In a way, participating in NaNoWriMo isn’t any different from what I usually do. I am accustomed to spending my nights at this desk typing my life away. Discovering Juliana was well over 100,000 words, and F.I.S.H. was around 65k. The legacy…let’s not even go there LOL. The point is, 50,000 words doesn’t scare me. 50k in 30 days does! I am doing well, though, and am right where I need to be at just a few words shy of 25,000. Thanksgiving is next week, so I might have a little bit of a lull, but there is a whole week after that to catch up so fingers crossed!
There has only been one other time I wrote like mad under pressure of a deadline, and that time was when I learned how to turn off my inner editor. December 2015, I wanted to finish writing the legacy because I knew my time would be limited in January all the way through March. We were so close to the end then, and I didn’t want to put the story on hold for three months. I had about 30 more chapters to write and tried to write as much as possible as quickly as possible.
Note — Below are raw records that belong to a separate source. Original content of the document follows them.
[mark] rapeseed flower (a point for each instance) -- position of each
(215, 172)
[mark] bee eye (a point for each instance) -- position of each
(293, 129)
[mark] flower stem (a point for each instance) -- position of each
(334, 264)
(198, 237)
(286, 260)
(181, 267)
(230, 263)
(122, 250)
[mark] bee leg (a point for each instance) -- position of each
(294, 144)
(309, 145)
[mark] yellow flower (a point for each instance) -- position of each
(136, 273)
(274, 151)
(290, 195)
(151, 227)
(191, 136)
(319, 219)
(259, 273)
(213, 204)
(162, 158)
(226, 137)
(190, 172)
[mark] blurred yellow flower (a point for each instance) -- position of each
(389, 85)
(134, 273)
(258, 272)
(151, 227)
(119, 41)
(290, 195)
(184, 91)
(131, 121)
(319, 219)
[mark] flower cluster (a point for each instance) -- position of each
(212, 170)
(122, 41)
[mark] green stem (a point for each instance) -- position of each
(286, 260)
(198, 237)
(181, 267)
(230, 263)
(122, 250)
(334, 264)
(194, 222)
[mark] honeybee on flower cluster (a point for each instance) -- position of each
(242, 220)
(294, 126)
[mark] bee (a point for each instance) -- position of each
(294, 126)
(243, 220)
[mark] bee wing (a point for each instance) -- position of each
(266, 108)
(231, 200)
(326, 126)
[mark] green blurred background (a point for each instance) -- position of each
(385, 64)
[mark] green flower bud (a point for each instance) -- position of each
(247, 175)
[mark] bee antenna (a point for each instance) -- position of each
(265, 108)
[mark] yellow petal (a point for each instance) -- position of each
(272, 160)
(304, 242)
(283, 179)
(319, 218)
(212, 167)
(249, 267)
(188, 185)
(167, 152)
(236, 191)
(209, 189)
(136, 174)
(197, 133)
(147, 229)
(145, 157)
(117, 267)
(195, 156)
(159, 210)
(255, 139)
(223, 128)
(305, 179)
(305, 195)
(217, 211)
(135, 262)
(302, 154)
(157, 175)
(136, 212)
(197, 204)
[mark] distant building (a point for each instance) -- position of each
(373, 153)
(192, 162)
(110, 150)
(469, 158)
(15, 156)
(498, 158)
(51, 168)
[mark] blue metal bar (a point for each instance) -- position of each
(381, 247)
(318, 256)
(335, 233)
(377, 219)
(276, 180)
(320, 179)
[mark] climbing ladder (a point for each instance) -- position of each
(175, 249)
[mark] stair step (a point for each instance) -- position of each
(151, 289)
The problem was I wrote much too slow because I couldn’t stop editing while I wrote. It was so frustrating! So, I told myself that, just this once (ha!), I would just write. No editing. No thinking. Just write and move on! If I had time to come back and edit the chapters, great! If not, at least you guys would still get to read it though it might not have been my best work. I did that for a few days and got so many chapters done! And, after a while, I began to enjoy how it felt. It was freeing! After that month was over, it became a habit.
That is the exact way I’m having to write during NaNo, and it makes me laugh because I know what I’m writing is ultra crap. 😀 No, seriously. This isn’t perfectionist Jess crazy talk. The writing is not the best. For example, I’ll write about someone walking into a room or something very quickly, and I’ll say to myself, “Don’t you want to describe what the room looks like or what it feels like in there?” Then I’m like, “NOPE,” and keep writing like mad. 😀 The story is progressing much faster than it needs to, and the chapters are much shorter than they should be. It’s a bunch of crap. 😀 I feel like a mad woman! All I want to do is hit that 50k mark just so I can say I did. I don’t care if the writing is crap or that the story has plot holes as large as Lake Michigan. After the challenge, when I have all the time in the world, I will revisit everything and make it right. 🙂 But, for now, this is me on a nightly basis.
Take care! I’ll be with you again soon!